The Japanese prime minister Yoshihide Suga hit a record low level of public support. On Monday, polls for two major newspapers showed the unbelievable scale of his unpopularity.
Japan’s PM less than a month before he faces a challenge as leader of the ruling Liberal Democratic Party (LDP). Over the weeks, the 72-year-old head of the government faced rare criticism from writer Haruki Murakami who said that if the PM was able to see the way out of the pandemic. “He must have very good eyesight for his age,” a writer said.
Earlier, Suga has said he would fight to stay in his post, came in fourth at 11%, two points behind the low-key former foreign minister Fumio Kishida, 64, who declared his candidacy in a policy speech on Thursday. The winner is virtually assured of being PM because of the LDP’s majority in parliament’s lower house.
Olympics, Suga, COVID
In addition, PM Suga failed to capitalise on delivering the Tokyo Olympic Games for the nation stricken by the COVID-19. During the international sports event, a fresh wave of infections has forced the Cabinet to declare the 4th state of emergency in Tokyo. Unfortunately, most urban areas were still amid a sluggish inoculation rollout.
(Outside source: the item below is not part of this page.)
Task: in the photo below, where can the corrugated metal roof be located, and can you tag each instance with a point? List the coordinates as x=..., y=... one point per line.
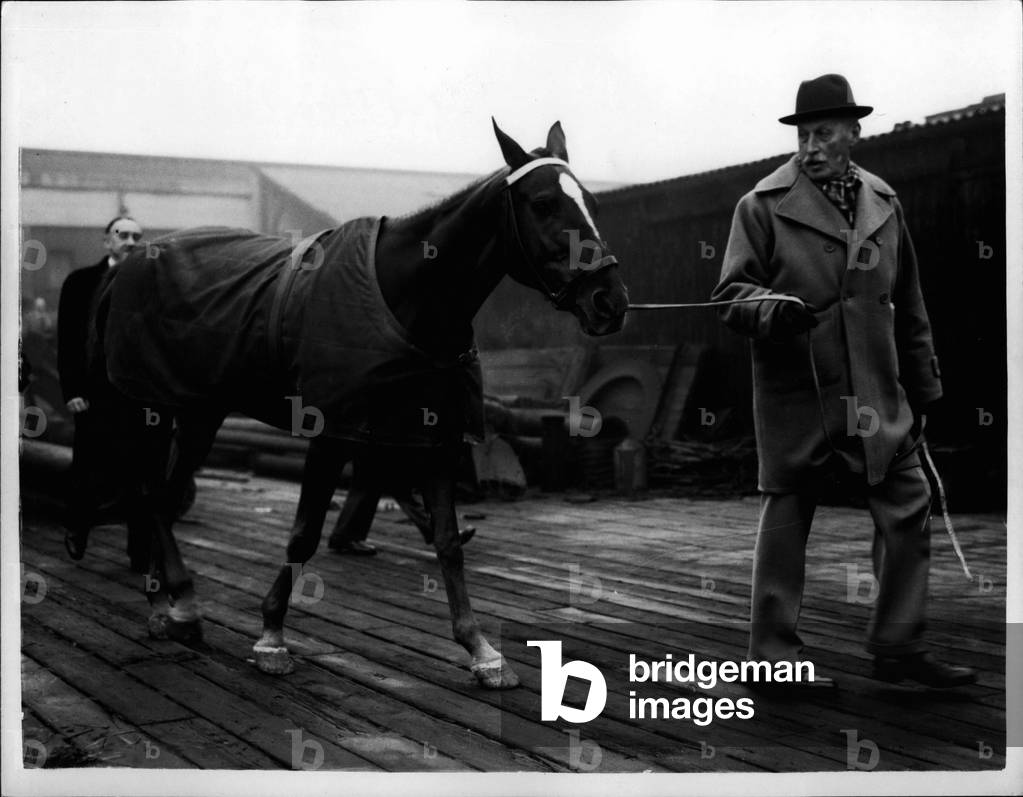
x=994, y=103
On Monday, The Mainichi newspaper poll showed public support for Suga slid below 30% for the first time, to stand at a dismal 26%. In its turn, Nikkei daily put PM’s ratings at 34%, in line with a record low hit in its survey last month.
Popularity ratings are being closely watched because the new chief must lead the party to a general election by Nov. 28, but which is expected earlier.